A few weeks ago heavy snow in the Northeast forced the National Football League to postpone a scheduled game between the Minnesota Vikings and the Philadelphia Eagles. This did not sit well with outgoing Pennsylvania governor Ed Rendell.
Speaking to a Philadelphia radio station, Rendell opined:
We’ve become a nation of wusses. The Chinese are kicking our butt in everything. If this was in China, do you think the Chinese would have called off the game? People would have been marching down to the stadium, they would have walked and they would have been doing calculus on the way down.

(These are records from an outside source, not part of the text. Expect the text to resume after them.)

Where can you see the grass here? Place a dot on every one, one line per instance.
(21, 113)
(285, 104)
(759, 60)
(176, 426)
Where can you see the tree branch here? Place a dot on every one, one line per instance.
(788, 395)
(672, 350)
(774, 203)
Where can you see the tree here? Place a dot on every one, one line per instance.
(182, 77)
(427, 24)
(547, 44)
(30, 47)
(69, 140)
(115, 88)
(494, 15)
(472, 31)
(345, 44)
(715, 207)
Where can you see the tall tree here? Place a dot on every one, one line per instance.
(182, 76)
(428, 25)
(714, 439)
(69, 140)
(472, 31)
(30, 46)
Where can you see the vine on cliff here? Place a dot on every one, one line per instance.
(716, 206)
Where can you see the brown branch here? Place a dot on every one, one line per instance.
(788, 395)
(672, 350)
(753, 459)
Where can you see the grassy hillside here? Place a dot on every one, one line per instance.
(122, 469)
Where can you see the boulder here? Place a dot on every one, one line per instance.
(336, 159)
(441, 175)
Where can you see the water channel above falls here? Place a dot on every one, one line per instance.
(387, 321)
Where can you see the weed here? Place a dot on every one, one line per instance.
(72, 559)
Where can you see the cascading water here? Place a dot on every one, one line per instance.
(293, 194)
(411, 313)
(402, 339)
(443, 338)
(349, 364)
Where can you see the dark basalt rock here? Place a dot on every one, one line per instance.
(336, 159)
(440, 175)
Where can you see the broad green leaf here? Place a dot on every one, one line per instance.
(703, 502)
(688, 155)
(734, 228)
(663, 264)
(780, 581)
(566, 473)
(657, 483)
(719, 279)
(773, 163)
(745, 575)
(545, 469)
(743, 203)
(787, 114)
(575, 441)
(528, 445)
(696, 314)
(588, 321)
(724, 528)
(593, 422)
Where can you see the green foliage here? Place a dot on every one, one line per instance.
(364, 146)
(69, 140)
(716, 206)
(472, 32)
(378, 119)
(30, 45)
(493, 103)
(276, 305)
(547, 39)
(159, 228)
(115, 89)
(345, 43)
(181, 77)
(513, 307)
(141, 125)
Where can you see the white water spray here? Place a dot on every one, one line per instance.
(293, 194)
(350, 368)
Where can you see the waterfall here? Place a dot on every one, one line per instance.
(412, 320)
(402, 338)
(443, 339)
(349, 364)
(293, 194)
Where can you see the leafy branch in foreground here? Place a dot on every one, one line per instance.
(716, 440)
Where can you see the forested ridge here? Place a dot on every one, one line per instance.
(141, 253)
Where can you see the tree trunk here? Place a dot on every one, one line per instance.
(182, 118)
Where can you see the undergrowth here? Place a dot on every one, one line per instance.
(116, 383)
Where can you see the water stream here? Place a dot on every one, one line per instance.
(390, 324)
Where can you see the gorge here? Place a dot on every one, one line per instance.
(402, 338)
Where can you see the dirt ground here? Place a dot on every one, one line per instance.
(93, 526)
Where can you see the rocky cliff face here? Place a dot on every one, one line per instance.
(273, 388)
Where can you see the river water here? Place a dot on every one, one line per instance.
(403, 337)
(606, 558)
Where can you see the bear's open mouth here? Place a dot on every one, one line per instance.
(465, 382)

Rendell’s words neatly encapsulated the prevailing stereotype of China held by many Americans: that they’re a tough, lean country on the rise who are poised to overtake America (and they’re good at math, too). How did this happen? Perhaps it comes down to parenting. In a now-infamous piece with the Wall Street Journal, the Yale law professor Amy Chua argued that Chinese parents are “superior” because they care little about niceties like self-esteem and social life and drill, drill, drill their children into submission.

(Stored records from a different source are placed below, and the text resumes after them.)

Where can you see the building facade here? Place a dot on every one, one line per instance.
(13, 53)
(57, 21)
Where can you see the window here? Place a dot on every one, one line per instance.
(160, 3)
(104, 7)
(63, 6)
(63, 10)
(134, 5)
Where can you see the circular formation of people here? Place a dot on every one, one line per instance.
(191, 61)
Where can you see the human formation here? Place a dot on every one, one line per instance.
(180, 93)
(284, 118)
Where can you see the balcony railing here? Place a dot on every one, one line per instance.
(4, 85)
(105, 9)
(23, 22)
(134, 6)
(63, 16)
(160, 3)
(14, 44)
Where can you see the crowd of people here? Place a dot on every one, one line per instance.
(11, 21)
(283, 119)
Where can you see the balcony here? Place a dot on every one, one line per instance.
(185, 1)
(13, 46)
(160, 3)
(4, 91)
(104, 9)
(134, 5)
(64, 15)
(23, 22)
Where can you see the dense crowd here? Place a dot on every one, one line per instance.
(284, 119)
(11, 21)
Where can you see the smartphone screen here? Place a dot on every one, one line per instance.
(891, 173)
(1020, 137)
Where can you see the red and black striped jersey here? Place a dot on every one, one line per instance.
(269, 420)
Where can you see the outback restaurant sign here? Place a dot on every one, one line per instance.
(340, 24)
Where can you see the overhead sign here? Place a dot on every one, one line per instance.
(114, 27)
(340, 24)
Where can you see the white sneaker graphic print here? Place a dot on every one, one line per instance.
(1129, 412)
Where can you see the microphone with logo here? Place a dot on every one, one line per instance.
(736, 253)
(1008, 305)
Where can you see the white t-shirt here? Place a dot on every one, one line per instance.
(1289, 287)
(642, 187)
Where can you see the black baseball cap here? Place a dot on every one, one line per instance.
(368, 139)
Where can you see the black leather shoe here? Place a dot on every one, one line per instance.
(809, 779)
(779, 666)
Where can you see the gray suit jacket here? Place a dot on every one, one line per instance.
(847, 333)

So it’s no wonder that many Americans now think that an army of Chinese, reared by uncompromising “tiger mothers,” are well on their way to passing us weak, decadent, lazy Westerners by.

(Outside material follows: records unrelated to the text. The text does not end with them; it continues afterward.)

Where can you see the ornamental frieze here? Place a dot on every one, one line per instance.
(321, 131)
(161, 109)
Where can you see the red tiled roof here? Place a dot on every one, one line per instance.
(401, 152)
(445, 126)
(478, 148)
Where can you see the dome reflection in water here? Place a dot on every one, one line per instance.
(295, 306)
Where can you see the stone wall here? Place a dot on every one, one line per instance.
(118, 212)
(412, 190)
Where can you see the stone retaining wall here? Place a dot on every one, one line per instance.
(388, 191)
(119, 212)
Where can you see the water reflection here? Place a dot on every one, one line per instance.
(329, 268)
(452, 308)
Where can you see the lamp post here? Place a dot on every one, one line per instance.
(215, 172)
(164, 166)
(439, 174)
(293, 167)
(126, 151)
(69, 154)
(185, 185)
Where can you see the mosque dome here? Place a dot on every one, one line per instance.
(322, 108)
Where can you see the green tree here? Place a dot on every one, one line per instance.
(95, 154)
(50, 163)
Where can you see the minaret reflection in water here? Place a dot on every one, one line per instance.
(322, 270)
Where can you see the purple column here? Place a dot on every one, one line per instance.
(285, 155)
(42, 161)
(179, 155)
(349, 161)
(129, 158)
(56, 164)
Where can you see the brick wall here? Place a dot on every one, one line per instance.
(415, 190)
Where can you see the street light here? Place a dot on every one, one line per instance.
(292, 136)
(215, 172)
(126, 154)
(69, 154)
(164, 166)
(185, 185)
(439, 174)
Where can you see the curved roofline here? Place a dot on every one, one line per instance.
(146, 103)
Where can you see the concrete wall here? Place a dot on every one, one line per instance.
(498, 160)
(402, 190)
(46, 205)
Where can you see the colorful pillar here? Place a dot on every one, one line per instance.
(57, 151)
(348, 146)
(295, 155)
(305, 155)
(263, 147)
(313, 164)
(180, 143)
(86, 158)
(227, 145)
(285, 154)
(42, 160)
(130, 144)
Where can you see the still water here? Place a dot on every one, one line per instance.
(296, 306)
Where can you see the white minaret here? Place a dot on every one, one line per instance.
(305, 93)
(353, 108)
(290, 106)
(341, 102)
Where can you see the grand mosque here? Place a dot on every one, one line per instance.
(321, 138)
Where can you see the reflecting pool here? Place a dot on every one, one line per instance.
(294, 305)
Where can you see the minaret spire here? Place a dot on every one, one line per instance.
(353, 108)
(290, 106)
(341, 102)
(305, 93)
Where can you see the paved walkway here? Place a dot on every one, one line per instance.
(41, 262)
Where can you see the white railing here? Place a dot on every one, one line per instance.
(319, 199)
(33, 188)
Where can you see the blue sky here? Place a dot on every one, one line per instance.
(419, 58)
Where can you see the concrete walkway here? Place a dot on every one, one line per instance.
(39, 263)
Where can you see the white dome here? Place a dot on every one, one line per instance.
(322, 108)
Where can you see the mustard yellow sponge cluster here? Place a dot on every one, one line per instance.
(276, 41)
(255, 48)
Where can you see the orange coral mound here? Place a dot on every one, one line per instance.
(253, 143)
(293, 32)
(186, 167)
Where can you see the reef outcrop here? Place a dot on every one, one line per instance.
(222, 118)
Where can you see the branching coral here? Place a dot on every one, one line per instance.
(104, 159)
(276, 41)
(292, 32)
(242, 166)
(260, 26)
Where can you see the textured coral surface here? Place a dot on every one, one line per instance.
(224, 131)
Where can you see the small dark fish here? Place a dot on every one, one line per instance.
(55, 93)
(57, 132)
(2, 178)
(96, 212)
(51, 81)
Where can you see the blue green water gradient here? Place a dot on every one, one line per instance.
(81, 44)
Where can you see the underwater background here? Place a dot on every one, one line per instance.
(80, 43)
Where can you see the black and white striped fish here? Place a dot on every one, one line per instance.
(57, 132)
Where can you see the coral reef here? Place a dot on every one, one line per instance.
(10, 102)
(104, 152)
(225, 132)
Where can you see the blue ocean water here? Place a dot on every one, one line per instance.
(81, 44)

Consider the results of a recent Pew Research poll asking Americans to choose the country with the largest economy. 44 percent chose China, while only 27 percent correctly identified the United States. In truth, the American economy is nearly three times the size of China’s. In terms of per capita income, the average American earns a staggering 15 times more than his Chinese counterpart. The CIA World Factbook ranks China’s per capita income 128th in the world, behind countries like Algeria, Ecuador, and Albania. By virtually any other traditional measure of power- military, diplomatic, cultural influence- China lags behind the US by a significant margin.
As an American who lived in China for six years, I am often struck by how the perception of China’s strength differs from reality.For all the talk of fancy restaurants in Shanghai’s elegant French Concession district and hot new sales of Ferrari cars, the vast interior of the country contains hundreds of millions of agricultural workers, many of whom live in villages without running water, electricity, or paved roads. I recall speaking to a middle-aged man about why I had come to live in China and study Chinese. “There’s a lot of opportunity here, and Chinese is the language of the future.” I said. He laughed. “You sound like all of the young Chinese people I speak to who want to go to America.” Indeed, I was often asked by Chinese friends why I had interrupted my life in the United States to move to China, as if the decision was wholly irrational- by being an American, hadn’t I already made it?
This is not to say that the Chinese have a lack of regard for their country. In fact, I found the majority of people there to be patriotic and optimistic about its future. They do however have a more accurate impression of China’s real strength than do Americans.
What accounts for the discrepancy? The media shoulders some of the blame. Stories about new infrastructure projects, the rise of a luxury goods market, and weapons procurement are sexier than ones covering rural poverty and endemic corruption. Most of the stories in the American media feed the narrative that China’s rise is inexorable and swift. The vast majority of Americans who travel to China stay in the prosperous coastal cities, lending the impression that the entire country is filled with massive skyscrapers and fancy new airports. Few make it to the impoverished hinterland where the majority of the population lives.
In addition, there exists a link between the geopolitical and the cultural. Amy Chua’s piece on motherhood captured the nation’s attention because her contention- that because children raised by Chinese parents are more successful, China’s power relative to the United States is increasing- resonates with the stereotypical impression of China held by Americans. Rendell’s piece too implicitly attributes China’s rise to determination, toughness, and hunger absent in modern-day American society. In the public imagination, these qualities supersede the complex geopolitical factors that actually explain the relationship between China and the US.
The buzz surrounding Chinese President Hu Jintao’s arrival in Washington exemplifies the importance of the Sino-American bilateral relationship, one that is poised to remain central to global affairs in the coming decades. Yet in thinking about China it is instructive to consider the country’s actual conditions- its economic, military, and social power- rather than succumb to the popular caricatures glorified by the news media and political leaders.